Do you understand your art as some kind of mainstay against mortality then?

It’s bizarre. It’s very hard to think of yourself not existing. It’s a difficult thing to imagine. I have a hard time imagining it. There is in art the possibility of thinking that something of you will be left after you’re dead. But how important that is to me? I’m not really thinking about that too much, because, first of all, it’s a very mysterious and uncontrollable how your work will last and how it will be viewed. You know Shakespeare went though some periods where he was considered not very good and important and now he’s Shakespeare. So who knows, it depends which era you’re in if Shakespeare is the greatest writer who ever lived, or some minor character, so its not something I can factor into my work or my life at all.

Getting back to the Freudianism you spoke of earlier, to what extent are the Freudian overtones in the film supposed to be causal?

For example we were saying to the real kid, Bradley, he’s an English boy of 10, “Here’s a scene where a woman’s going to bare her breast to you. And the way it’s cut I could do it without you being on the set.” So I asked his mother and she said, “Bradley’s main concern is that he won’t laugh.” So rather than traumatize him, he’s a normal English kid and he’s quite cool with that, he thought it was silly and funny not something traumatic or that triggered off strange sexual traumas. So you have a model of what would probably happen in the real world. So I think you would come to the conclusion that the kid [in the film] was somehow damaged neurologically, genetically, rather then it being environmental or social or cultural.

Is the ending of this movie hopeful?
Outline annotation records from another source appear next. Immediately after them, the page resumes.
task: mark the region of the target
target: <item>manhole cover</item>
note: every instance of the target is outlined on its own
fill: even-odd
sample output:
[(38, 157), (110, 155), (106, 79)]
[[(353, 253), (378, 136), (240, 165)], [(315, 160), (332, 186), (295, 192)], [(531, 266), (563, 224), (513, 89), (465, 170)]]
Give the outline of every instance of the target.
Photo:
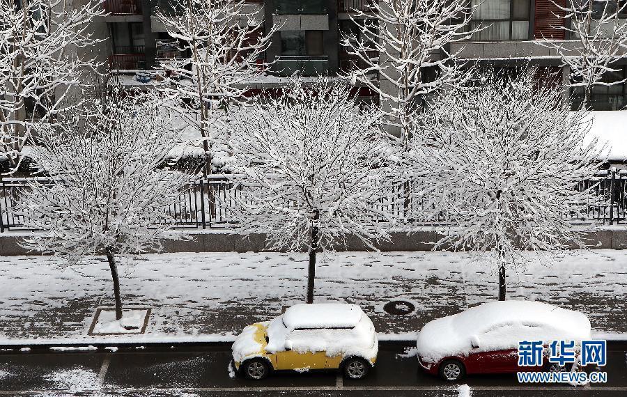
[(393, 300), (386, 303), (383, 306), (385, 313), (397, 316), (406, 316), (416, 310), (416, 306), (410, 302), (405, 300)]

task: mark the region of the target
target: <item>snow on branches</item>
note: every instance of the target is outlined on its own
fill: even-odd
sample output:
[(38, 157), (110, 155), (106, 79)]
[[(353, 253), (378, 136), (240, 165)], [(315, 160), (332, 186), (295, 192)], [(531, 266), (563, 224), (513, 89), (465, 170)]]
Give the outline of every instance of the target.
[(41, 131), (34, 148), (49, 178), (24, 195), (24, 224), (44, 231), (25, 245), (68, 265), (159, 250), (174, 221), (169, 207), (190, 179), (162, 168), (178, 137), (160, 104), (116, 90), (86, 102), (63, 129)]
[(243, 233), (268, 235), (270, 247), (332, 249), (347, 235), (372, 247), (385, 236), (377, 210), (388, 193), (380, 111), (359, 107), (348, 88), (293, 80), (279, 98), (245, 107), (234, 134), (233, 166), (249, 185), (238, 200)]
[[(161, 61), (164, 70), (157, 89), (174, 99), (169, 105), (200, 132), (205, 151), (205, 173), (211, 173), (214, 125), (225, 116), (231, 102), (244, 100), (246, 83), (261, 73), (263, 52), (276, 30), (263, 34), (256, 20), (258, 10), (247, 12), (242, 0), (185, 0), (160, 8), (157, 18), (189, 56)], [(261, 64), (260, 64), (261, 61)]]
[[(258, 98), (238, 113), (233, 134), (245, 185), (234, 215), (244, 234), (266, 235), (268, 247), (309, 252), (307, 302), (313, 302), (316, 253), (353, 236), (367, 247), (392, 222), (380, 200), (392, 191), (381, 111), (361, 107), (344, 84), (294, 79), (281, 95)], [(242, 116), (243, 115), (243, 116)]]
[(431, 176), (415, 217), (425, 209), (443, 214), (452, 227), (438, 247), (495, 265), (504, 297), (504, 270), (524, 264), (522, 251), (585, 246), (568, 218), (598, 199), (581, 183), (594, 180), (602, 161), (603, 148), (587, 137), (586, 113), (569, 111), (561, 90), (535, 83), (486, 72), (449, 87), (417, 120), (408, 162)]
[[(359, 68), (347, 77), (387, 103), (403, 139), (421, 98), (458, 75), (451, 72), (457, 54), (447, 45), (471, 37), (466, 28), (474, 8), (467, 0), (380, 0), (351, 14), (359, 37), (345, 33), (341, 44)], [(427, 69), (433, 72), (428, 79)]]
[(68, 265), (105, 255), (119, 320), (116, 256), (161, 249), (190, 177), (162, 168), (178, 137), (159, 102), (117, 88), (91, 100), (63, 125), (38, 131), (33, 157), (48, 178), (30, 182), (21, 212), (26, 227), (43, 231), (23, 245)]
[(69, 88), (91, 65), (77, 49), (98, 41), (89, 24), (103, 10), (98, 1), (71, 4), (0, 0), (0, 155), (11, 173), (31, 132), (67, 106)]
[(615, 0), (568, 0), (566, 6), (555, 3), (564, 24), (555, 26), (565, 31), (570, 40), (558, 41), (545, 38), (537, 42), (555, 49), (564, 65), (570, 68), (571, 87), (582, 87), (583, 107), (590, 109), (592, 88), (625, 82), (621, 77), (604, 79), (606, 73), (618, 72), (614, 63), (627, 50), (627, 3)]

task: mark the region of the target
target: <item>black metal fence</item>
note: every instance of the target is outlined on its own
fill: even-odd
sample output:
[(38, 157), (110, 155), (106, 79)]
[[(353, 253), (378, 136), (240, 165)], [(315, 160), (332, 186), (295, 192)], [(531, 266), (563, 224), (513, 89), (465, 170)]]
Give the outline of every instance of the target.
[[(0, 232), (8, 230), (25, 230), (24, 216), (17, 208), (25, 194), (28, 194), (28, 184), (32, 178), (6, 178), (0, 180)], [(575, 223), (598, 222), (607, 224), (621, 224), (627, 219), (627, 171), (611, 170), (607, 174), (599, 175), (591, 180), (581, 182), (580, 189), (592, 187), (594, 192), (603, 198), (598, 202), (585, 206), (580, 213), (565, 215)], [(221, 176), (199, 180), (185, 190), (178, 200), (167, 209), (176, 219), (175, 227), (184, 228), (214, 228), (233, 226), (236, 222), (231, 215), (230, 208), (236, 204), (242, 187), (234, 186), (226, 178)], [(420, 205), (420, 203), (404, 203), (404, 188), (390, 192), (389, 197), (382, 200), (378, 210), (393, 216), (402, 217), (409, 205)], [(382, 217), (381, 221), (385, 221)], [(436, 221), (447, 223), (442, 216)], [(424, 224), (415, 222), (416, 226)]]

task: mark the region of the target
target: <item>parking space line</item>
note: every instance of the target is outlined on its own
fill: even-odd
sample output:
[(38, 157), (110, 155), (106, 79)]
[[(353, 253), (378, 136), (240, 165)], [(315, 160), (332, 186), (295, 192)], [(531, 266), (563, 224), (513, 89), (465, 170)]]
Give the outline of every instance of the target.
[(102, 360), (102, 365), (100, 366), (100, 372), (98, 373), (98, 380), (100, 384), (104, 382), (104, 377), (107, 376), (107, 371), (109, 371), (109, 364), (111, 364), (111, 356), (107, 355), (104, 359)]
[[(355, 386), (355, 387), (342, 387), (343, 390), (353, 391), (450, 391), (451, 387), (455, 386)], [(520, 386), (502, 387), (502, 386), (471, 386), (472, 389), (475, 391), (571, 391), (573, 394), (578, 392), (589, 393), (590, 391), (627, 391), (627, 387), (607, 387), (598, 388), (580, 388), (572, 386), (554, 386), (554, 387), (521, 387)], [(322, 387), (183, 387), (183, 388), (119, 388), (119, 389), (98, 389), (100, 392), (135, 392), (135, 393), (155, 393), (155, 392), (194, 392), (194, 391), (330, 391), (336, 390), (336, 387), (333, 386), (322, 386)], [(14, 391), (0, 391), (0, 396), (12, 396), (16, 394), (32, 394), (33, 393), (41, 394), (47, 391), (42, 390), (14, 390)], [(54, 390), (54, 391), (63, 391), (62, 390)], [(91, 391), (90, 390), (84, 390), (83, 391)]]

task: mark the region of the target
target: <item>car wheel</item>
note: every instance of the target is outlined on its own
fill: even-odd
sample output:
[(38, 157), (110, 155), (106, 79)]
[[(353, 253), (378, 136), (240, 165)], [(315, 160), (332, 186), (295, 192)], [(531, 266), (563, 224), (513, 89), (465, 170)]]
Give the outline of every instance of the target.
[(440, 377), (444, 380), (454, 382), (464, 377), (466, 370), (464, 364), (458, 360), (447, 360), (440, 364)]
[(344, 376), (346, 377), (362, 379), (368, 375), (370, 364), (364, 359), (351, 357), (344, 362), (342, 368), (344, 371)]
[(263, 359), (251, 359), (244, 362), (243, 367), (244, 375), (248, 379), (253, 380), (261, 380), (268, 376), (270, 373), (270, 366), (268, 361)]

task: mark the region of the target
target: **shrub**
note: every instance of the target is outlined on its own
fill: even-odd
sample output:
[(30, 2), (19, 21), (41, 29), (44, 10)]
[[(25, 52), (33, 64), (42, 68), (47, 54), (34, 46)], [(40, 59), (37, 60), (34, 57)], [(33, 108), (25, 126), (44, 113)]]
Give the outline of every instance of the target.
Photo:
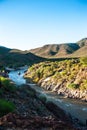
[(12, 84), (9, 79), (0, 77), (0, 82), (2, 84), (1, 87), (3, 87), (3, 89), (10, 91), (10, 92), (14, 92), (16, 90), (16, 86), (14, 84)]
[(6, 115), (15, 110), (15, 105), (12, 102), (0, 99), (0, 116)]
[(74, 83), (71, 83), (67, 86), (68, 88), (71, 88), (71, 89), (77, 89), (79, 88), (79, 85), (78, 84), (74, 84)]
[(83, 65), (87, 65), (87, 57), (80, 58), (80, 62), (81, 62)]

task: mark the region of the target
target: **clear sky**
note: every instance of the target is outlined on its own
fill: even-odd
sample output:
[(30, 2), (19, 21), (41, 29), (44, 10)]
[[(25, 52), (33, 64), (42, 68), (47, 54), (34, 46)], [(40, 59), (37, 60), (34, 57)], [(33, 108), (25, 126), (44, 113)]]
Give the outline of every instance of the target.
[(29, 50), (87, 37), (87, 0), (0, 0), (0, 45)]

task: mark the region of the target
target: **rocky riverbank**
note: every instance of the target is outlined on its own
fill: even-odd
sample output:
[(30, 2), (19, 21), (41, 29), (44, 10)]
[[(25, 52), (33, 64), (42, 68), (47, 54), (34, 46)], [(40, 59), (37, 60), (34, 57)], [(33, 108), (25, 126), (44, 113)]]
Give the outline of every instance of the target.
[(19, 87), (15, 93), (6, 91), (0, 97), (16, 106), (13, 113), (0, 118), (0, 130), (76, 130), (62, 110), (55, 116), (27, 85)]
[(66, 98), (87, 101), (87, 65), (80, 60), (35, 64), (28, 69), (25, 78)]

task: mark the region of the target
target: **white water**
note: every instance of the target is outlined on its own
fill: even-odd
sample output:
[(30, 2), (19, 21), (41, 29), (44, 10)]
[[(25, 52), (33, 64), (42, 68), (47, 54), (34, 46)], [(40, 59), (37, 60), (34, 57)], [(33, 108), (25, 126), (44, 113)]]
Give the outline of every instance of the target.
[[(11, 71), (9, 73), (9, 78), (17, 85), (26, 84), (26, 80), (23, 78), (25, 70), (26, 69)], [(20, 75), (18, 73), (20, 73)]]
[[(23, 78), (24, 69), (18, 71), (11, 71), (9, 78), (13, 80), (17, 85), (26, 84), (26, 80)], [(18, 75), (18, 72), (21, 74)], [(73, 118), (78, 118), (83, 124), (86, 124), (87, 120), (87, 103), (75, 99), (65, 99), (57, 94), (47, 92), (44, 89), (36, 86), (35, 84), (28, 84), (30, 87), (36, 90), (40, 96), (45, 96), (48, 101), (54, 102), (66, 113), (70, 114)]]

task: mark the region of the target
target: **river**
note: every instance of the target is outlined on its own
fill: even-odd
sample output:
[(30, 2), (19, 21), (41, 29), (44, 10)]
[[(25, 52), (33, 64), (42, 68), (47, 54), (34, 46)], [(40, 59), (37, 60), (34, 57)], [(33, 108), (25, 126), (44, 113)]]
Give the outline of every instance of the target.
[[(20, 72), (20, 75), (18, 74)], [(17, 85), (27, 84), (23, 78), (25, 69), (10, 71), (9, 78)], [(54, 102), (60, 108), (62, 108), (67, 114), (70, 114), (73, 119), (79, 119), (82, 124), (87, 125), (87, 102), (83, 102), (75, 99), (67, 99), (62, 96), (58, 96), (55, 93), (47, 92), (43, 88), (38, 87), (36, 84), (29, 84), (30, 87), (36, 90), (40, 96), (45, 96), (48, 101)]]

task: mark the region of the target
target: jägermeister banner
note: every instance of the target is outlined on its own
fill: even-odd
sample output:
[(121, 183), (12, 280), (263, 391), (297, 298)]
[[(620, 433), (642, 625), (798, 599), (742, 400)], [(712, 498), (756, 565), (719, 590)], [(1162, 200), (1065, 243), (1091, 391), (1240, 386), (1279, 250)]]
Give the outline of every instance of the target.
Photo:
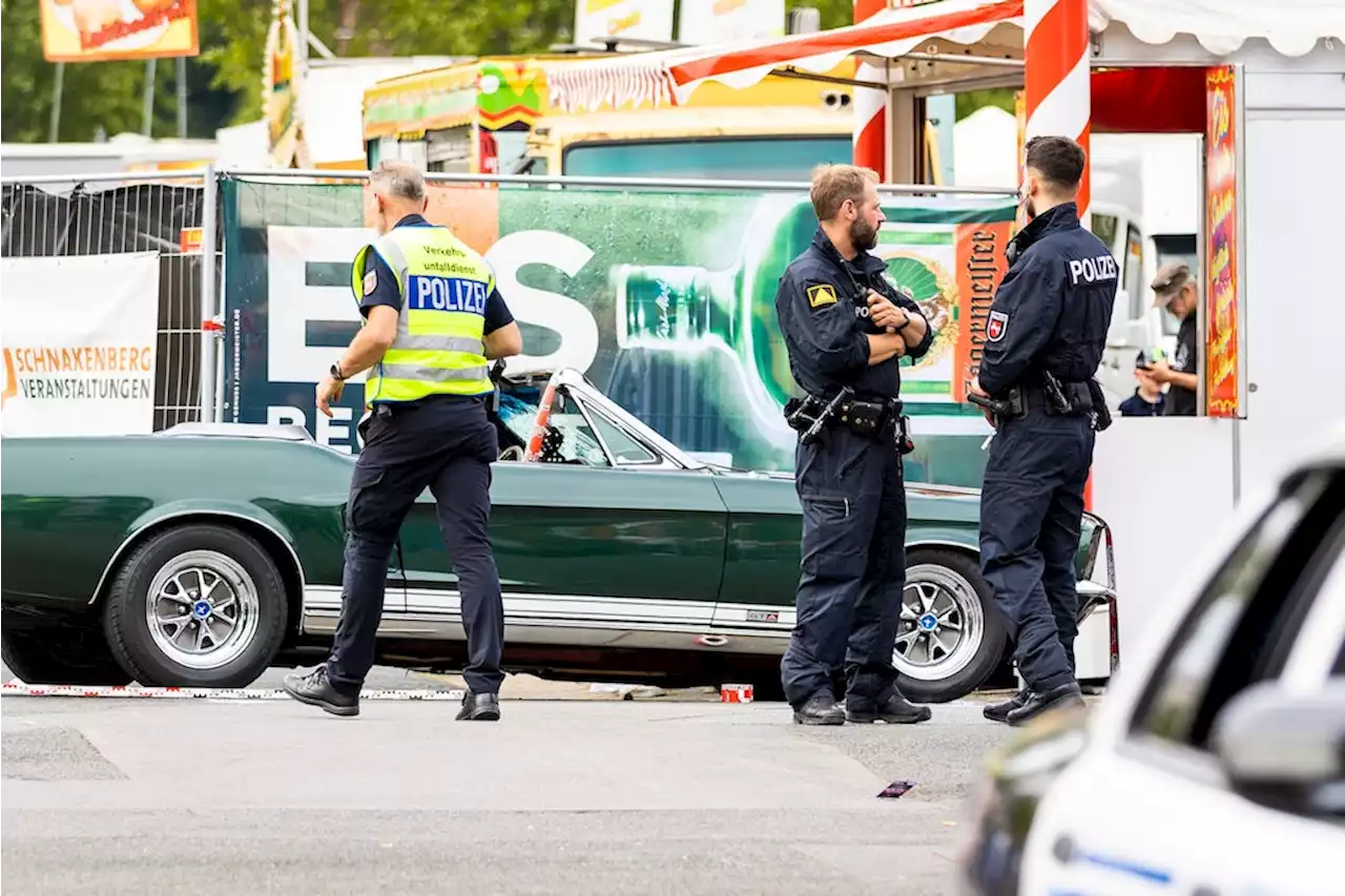
[[(374, 235), (362, 187), (226, 180), (222, 198), (226, 418), (297, 422), (358, 451), (362, 387), (328, 420), (313, 385), (359, 322), (350, 260)], [(936, 331), (901, 369), (916, 417), (908, 476), (976, 486), (989, 429), (962, 401), (1014, 203), (890, 198), (884, 214), (876, 252)], [(429, 217), (495, 268), (527, 352), (510, 366), (574, 367), (685, 451), (792, 468), (775, 292), (816, 229), (806, 192), (449, 186)]]

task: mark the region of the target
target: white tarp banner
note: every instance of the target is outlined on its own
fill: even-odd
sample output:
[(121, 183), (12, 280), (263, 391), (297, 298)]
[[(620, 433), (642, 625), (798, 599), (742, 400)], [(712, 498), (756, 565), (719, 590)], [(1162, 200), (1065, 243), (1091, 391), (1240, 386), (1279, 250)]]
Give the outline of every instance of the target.
[(0, 436), (148, 433), (159, 253), (0, 258)]

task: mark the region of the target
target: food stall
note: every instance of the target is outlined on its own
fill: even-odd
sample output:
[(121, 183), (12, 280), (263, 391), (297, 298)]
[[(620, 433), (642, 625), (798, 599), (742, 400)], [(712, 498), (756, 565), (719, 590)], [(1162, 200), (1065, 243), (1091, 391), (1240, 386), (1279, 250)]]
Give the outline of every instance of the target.
[[(863, 63), (855, 106), (862, 91), (885, 94), (886, 140), (873, 167), (893, 183), (931, 182), (917, 135), (924, 100), (940, 93), (1022, 89), (1028, 137), (1065, 133), (1085, 147), (1102, 132), (1200, 135), (1201, 413), (1116, 418), (1095, 456), (1089, 500), (1116, 533), (1124, 650), (1193, 552), (1219, 545), (1232, 509), (1340, 416), (1306, 383), (1329, 382), (1333, 348), (1333, 327), (1318, 323), (1326, 307), (1315, 304), (1334, 300), (1323, 288), (1333, 257), (1323, 218), (1345, 200), (1336, 163), (1345, 9), (1306, 0), (892, 0), (865, 15), (831, 31), (574, 66), (553, 81), (551, 100), (675, 105), (706, 81), (745, 87), (853, 57)], [(869, 122), (857, 117), (857, 147)]]

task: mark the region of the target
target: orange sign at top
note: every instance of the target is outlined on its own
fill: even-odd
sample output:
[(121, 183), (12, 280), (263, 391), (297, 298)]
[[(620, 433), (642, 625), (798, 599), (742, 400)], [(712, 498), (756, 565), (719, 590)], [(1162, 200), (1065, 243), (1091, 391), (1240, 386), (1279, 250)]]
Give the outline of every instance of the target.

Or is that an irrelevant question insofar as the film is not concerned with “healing”?

It’s not irrelevant if you care for Spider, have some empathy or sympathy for him, but its not meant to be a social criticism. It could have been. For Patrick McGraw, who wrote the book and the screenplay, he was very aware, because his father was a psychiatrist and he worked for a while in the psychiatric services. It was a scandal what was happening in England after the war because they dismantled the health services and the fact that people were being forced to leave the asylums before they could really function in society. And that’s there, in the background, and can have resonance, but most people wouldn’t notice. It’s a study of the human condition as far as I’m concerned, not the study of a social condition or a disease.

Do you think that the first time Spider is having these memories/revelations is in the film, or is this a familiar repetition?

This is what I think, though now the movie has a life of its own, so what I think is not that important anymore. It’s probably not the end of the story. But what has happened is that at least Spider has realized that his memories are not the truth, they are not a truth, they are something he has structured to allow himself to live and now that’s come apart and he realizes that something else is going on. But that’s about as far as you can go. It’s really about the creation of reality, we all have alternate realities, and they overlap but they’re not the same. I think if we were in each other’s head we’d be shocked, absolutely shocked. Think about your dog. You’ve got a connection to your dog. You inhabit the same space, but if you were in the dog’s head everything would be different. Your sense of smell, color, no color, no language, it’s a different world, yet the dog has its own reality, but it’s not yours, it really isn’t. There’s no absolute reality.